Translation: every prompt library tuned to squeeze performance out of Opus 4.6 probably has a few lines where the old model was politely ignoring you. 4.7 won't. Re-tune your prompts and harnesses before you call anything a regression.
What the early partners are saying
The testimonial wall Anthropic shipped with 4.7 is unusually long — 28 partners ranging from Cursor and Replit to Vercel, Databricks, Notion, and Harvey. A few quotes stand out:
| Partner | Claim |
|---|---|
| Notion | +14% on multi-step workflows, fewer tokens, a third of the tool errors of Opus 4.6 |
| Databricks | 21% fewer errors on OfficeQA Pro vs. Opus 4.6 |
| Harvey | 90.9% substantive accuracy on BigLaw Bench at high effort |
| Hex | Low-effort Opus 4.7 ≈ medium-effort Opus 4.6 |
| Factory | +10–15% task success on Factory Droids, fewer tool errors |
| CodeRabbit | Recall improved >10% on PR reviews while precision held |
The consistent theme: long-running, multi-step agent work. Opus 4.7 doesn't give up halfway, loops less, and recovers from tool failures that used to stop Opus cold. That's the actual unlock, more than any single benchmark number.
The Mythos shadow
You can't read the 4.7 announcement without noticing the absence. Anthropic keeps pointing at Mythos Preview — a model they say is stronger on capability and safer on alignment — and then saying you can't use it. Every chart in the blog post shows Mythos outperforming 4.7. Every safety chart shows Mythos with lower misaligned-behavior rates.
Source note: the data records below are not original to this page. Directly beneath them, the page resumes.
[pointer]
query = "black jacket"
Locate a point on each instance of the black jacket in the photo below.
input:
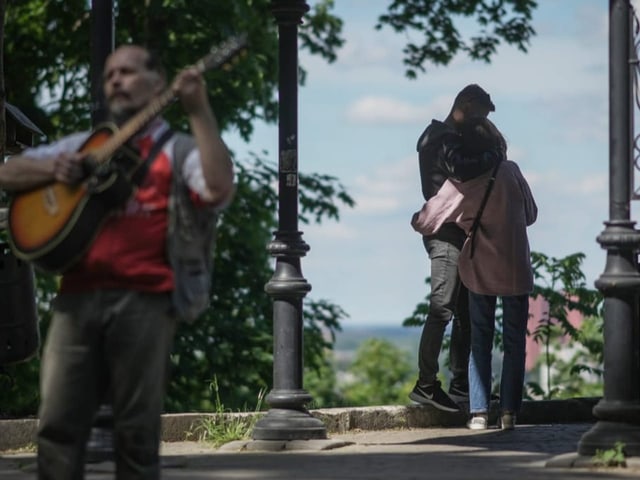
(441, 155)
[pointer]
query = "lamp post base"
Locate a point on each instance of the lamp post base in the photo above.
(287, 424)
(604, 435)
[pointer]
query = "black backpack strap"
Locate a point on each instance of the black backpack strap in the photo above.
(476, 221)
(142, 170)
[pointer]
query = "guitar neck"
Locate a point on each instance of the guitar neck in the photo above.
(134, 125)
(217, 57)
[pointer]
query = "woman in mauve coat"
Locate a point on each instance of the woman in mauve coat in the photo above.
(494, 262)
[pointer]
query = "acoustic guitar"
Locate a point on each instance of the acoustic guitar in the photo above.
(53, 225)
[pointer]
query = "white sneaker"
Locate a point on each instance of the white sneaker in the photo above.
(479, 421)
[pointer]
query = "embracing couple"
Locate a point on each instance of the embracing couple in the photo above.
(474, 226)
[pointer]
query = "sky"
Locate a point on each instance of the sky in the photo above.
(359, 120)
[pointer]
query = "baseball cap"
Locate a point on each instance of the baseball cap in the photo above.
(474, 93)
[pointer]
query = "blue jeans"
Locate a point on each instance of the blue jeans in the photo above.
(448, 300)
(515, 313)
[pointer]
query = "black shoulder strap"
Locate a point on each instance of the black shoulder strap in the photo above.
(476, 221)
(141, 172)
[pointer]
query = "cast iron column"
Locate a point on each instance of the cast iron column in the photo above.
(288, 419)
(618, 412)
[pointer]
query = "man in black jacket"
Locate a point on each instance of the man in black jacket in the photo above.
(449, 298)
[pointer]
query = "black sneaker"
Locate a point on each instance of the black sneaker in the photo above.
(459, 394)
(433, 395)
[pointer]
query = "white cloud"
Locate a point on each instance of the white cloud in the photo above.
(372, 109)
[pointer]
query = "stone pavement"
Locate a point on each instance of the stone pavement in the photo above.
(530, 452)
(372, 443)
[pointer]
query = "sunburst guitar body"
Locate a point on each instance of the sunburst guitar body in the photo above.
(53, 225)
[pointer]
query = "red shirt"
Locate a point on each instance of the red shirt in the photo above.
(129, 251)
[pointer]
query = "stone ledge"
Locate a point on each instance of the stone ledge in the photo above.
(20, 433)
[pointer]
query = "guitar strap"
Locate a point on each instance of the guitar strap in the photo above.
(142, 170)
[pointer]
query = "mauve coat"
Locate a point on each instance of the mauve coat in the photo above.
(501, 263)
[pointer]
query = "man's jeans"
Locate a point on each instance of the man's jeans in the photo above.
(448, 300)
(120, 339)
(515, 313)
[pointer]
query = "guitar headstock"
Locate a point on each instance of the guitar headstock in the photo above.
(222, 54)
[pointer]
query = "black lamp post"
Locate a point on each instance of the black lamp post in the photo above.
(618, 412)
(288, 418)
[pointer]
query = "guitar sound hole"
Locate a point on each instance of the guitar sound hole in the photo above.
(50, 201)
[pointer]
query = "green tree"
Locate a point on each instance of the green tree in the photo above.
(561, 282)
(47, 62)
(382, 374)
(577, 362)
(436, 25)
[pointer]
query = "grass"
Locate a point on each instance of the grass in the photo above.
(613, 457)
(224, 426)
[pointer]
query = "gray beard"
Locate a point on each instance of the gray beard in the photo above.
(121, 116)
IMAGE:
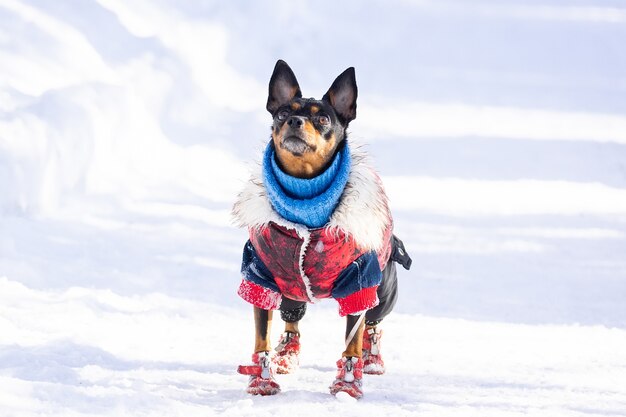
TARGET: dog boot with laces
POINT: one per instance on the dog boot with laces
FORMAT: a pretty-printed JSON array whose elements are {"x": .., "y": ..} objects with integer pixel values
[
  {"x": 349, "y": 377},
  {"x": 261, "y": 373},
  {"x": 287, "y": 351},
  {"x": 373, "y": 363}
]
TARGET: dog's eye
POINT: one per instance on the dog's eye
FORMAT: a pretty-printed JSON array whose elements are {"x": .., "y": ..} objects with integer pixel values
[
  {"x": 323, "y": 120},
  {"x": 282, "y": 115}
]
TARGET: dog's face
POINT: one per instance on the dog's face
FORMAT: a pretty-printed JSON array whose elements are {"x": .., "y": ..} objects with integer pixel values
[{"x": 307, "y": 132}]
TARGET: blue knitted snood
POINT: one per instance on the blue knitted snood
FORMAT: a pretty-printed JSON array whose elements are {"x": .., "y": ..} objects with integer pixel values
[{"x": 306, "y": 201}]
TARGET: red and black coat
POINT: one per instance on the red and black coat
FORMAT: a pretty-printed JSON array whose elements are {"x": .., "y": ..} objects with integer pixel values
[{"x": 342, "y": 260}]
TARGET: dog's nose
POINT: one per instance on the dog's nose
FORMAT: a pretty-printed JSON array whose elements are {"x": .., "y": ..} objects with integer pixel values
[{"x": 296, "y": 122}]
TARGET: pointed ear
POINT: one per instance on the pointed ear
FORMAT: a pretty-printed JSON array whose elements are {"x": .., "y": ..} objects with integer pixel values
[
  {"x": 342, "y": 95},
  {"x": 283, "y": 87}
]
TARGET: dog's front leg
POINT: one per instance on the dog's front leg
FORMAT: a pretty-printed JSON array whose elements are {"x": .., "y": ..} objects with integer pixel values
[
  {"x": 262, "y": 326},
  {"x": 261, "y": 371}
]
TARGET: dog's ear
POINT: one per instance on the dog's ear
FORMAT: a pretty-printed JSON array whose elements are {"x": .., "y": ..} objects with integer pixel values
[
  {"x": 283, "y": 87},
  {"x": 342, "y": 95}
]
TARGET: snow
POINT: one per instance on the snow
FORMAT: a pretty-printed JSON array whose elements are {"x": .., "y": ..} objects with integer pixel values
[{"x": 127, "y": 129}]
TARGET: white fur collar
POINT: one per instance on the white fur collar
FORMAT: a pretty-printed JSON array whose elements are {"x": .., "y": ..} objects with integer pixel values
[{"x": 362, "y": 212}]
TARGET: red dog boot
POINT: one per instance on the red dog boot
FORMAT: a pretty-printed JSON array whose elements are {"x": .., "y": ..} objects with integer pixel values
[
  {"x": 349, "y": 377},
  {"x": 287, "y": 352},
  {"x": 261, "y": 373},
  {"x": 373, "y": 363}
]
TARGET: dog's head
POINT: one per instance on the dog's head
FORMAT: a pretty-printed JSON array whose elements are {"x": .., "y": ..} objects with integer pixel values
[{"x": 307, "y": 132}]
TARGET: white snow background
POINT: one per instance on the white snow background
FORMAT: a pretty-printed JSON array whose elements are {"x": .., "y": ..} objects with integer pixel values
[{"x": 128, "y": 127}]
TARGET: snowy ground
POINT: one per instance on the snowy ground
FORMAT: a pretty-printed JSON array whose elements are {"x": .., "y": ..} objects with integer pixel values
[{"x": 127, "y": 128}]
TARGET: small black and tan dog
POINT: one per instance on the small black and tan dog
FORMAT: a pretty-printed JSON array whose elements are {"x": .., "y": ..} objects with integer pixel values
[{"x": 320, "y": 227}]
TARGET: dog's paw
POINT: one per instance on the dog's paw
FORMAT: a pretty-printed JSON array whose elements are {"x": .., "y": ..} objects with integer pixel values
[{"x": 262, "y": 386}]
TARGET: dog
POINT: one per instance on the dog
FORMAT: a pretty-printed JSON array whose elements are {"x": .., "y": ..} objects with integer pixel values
[{"x": 320, "y": 227}]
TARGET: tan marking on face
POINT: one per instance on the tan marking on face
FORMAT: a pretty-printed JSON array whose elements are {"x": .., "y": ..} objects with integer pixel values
[{"x": 312, "y": 162}]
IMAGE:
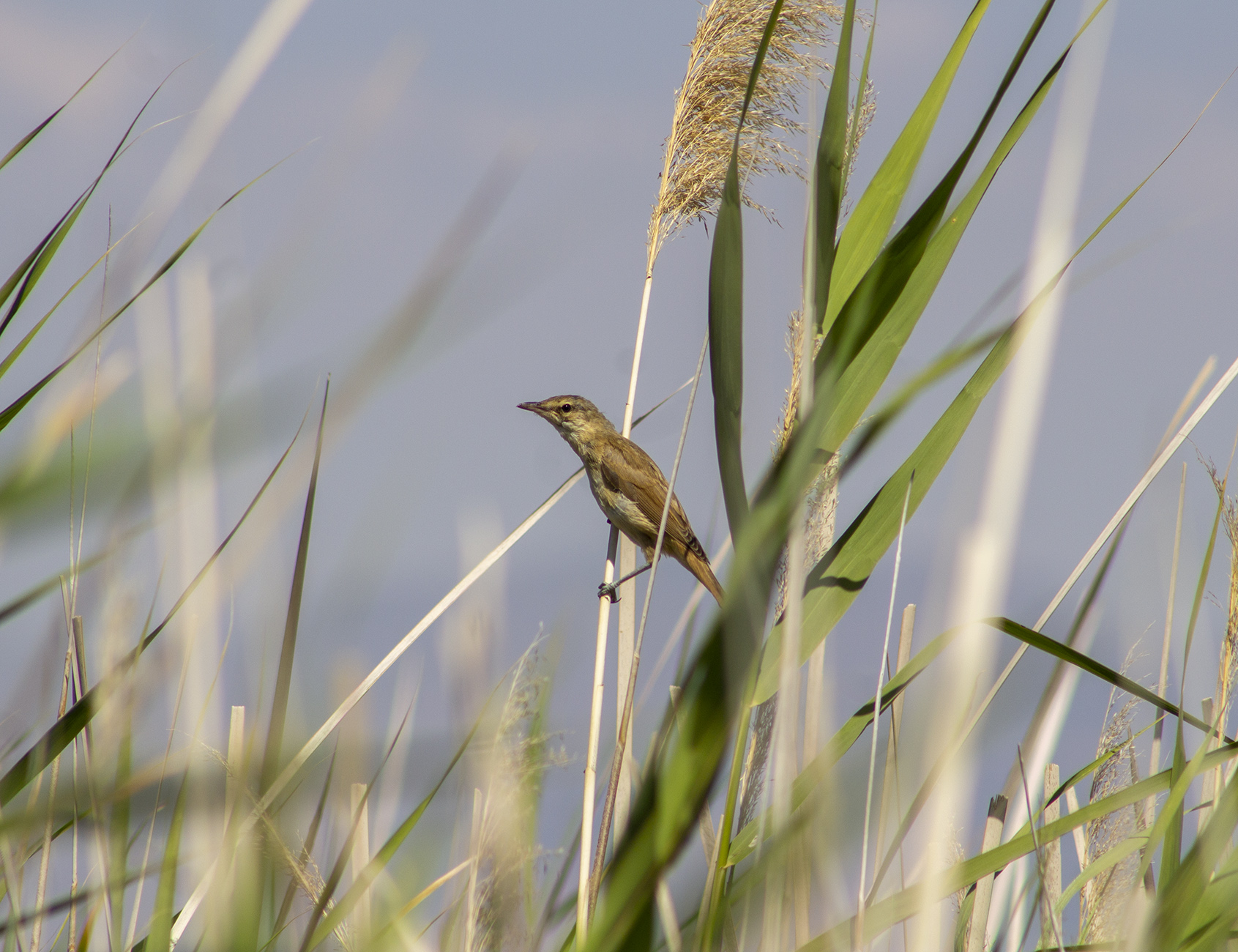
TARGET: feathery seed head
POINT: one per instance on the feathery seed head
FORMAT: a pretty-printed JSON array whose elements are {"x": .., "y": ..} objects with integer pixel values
[{"x": 709, "y": 104}]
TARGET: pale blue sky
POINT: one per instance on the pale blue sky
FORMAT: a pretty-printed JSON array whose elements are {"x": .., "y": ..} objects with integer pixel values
[{"x": 395, "y": 111}]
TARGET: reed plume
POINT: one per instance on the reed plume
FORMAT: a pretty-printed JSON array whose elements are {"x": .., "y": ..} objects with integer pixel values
[
  {"x": 709, "y": 104},
  {"x": 1227, "y": 663},
  {"x": 1105, "y": 899}
]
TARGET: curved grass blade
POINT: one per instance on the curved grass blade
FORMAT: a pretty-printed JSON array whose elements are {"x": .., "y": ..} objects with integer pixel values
[
  {"x": 1182, "y": 892},
  {"x": 290, "y": 772},
  {"x": 34, "y": 133},
  {"x": 306, "y": 849},
  {"x": 1065, "y": 652},
  {"x": 884, "y": 281},
  {"x": 284, "y": 674},
  {"x": 75, "y": 720},
  {"x": 745, "y": 842},
  {"x": 908, "y": 901},
  {"x": 837, "y": 579},
  {"x": 1105, "y": 860},
  {"x": 387, "y": 853},
  {"x": 16, "y": 406},
  {"x": 39, "y": 260}
]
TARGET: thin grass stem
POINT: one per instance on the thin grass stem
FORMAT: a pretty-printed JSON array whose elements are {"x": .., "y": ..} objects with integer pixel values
[{"x": 883, "y": 663}]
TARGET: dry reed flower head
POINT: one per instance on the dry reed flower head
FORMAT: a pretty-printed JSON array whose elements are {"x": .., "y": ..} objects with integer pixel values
[
  {"x": 1227, "y": 663},
  {"x": 709, "y": 104},
  {"x": 1105, "y": 899},
  {"x": 821, "y": 502},
  {"x": 507, "y": 846}
]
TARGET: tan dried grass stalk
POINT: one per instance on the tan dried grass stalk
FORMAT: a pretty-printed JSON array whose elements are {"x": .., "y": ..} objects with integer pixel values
[
  {"x": 1227, "y": 663},
  {"x": 709, "y": 104}
]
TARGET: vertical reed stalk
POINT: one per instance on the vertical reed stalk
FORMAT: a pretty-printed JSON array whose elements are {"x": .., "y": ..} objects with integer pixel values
[
  {"x": 358, "y": 860},
  {"x": 881, "y": 665},
  {"x": 1050, "y": 921},
  {"x": 36, "y": 930},
  {"x": 1163, "y": 680}
]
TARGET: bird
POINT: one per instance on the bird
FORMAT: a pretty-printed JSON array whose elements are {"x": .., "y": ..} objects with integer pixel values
[{"x": 628, "y": 486}]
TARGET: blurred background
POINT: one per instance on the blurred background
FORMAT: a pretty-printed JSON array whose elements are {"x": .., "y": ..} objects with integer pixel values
[{"x": 456, "y": 223}]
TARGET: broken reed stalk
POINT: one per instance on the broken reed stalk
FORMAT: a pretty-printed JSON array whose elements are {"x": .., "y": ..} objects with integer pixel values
[{"x": 695, "y": 157}]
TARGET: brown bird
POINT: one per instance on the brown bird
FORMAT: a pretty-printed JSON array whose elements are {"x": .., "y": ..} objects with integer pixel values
[{"x": 629, "y": 487}]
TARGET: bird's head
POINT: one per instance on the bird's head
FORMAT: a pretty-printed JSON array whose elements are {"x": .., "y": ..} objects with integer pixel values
[{"x": 576, "y": 419}]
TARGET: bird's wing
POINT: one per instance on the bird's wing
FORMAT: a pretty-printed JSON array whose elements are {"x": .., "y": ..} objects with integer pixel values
[{"x": 629, "y": 469}]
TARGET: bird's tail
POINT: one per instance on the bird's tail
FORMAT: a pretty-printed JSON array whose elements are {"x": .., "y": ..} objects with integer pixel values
[{"x": 700, "y": 566}]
This is the second time in six months Anthropic has released a model while publicly admitting it has a better one in the drawer. The company's position — that the frontier needs real-world cyber safeguards before a Mythos-class release — is reasonable. But it's a sharp reminder that the public-facing Claude lineup is now intentionally a step behind the frontier. Competitors will notice.
The Bottom Line
Claude Opus 4.7 is a real upgrade, not a version-number shuffle. For coding agents and multi-step automation, it is the strongest generally available model on the market today — narrowly, but measurably. If you're running Claude Code, Cursor, Devin, Notion Agent, or anything that calls tools in a loop, you should test xhigh this week.
Two things to do before you migrate: first, measure token usage on real traffic because the new tokenizer shifts the bill in non-obvious ways; second, re-tune any prompt that previously relied on 4.6 "loosely interpreting" your instructions — 4.7 will do exactly what you asked, which isn't always what you wanted.
And keep an eye on Mythos. The next Anthropic release cycle is going to be the interesting one.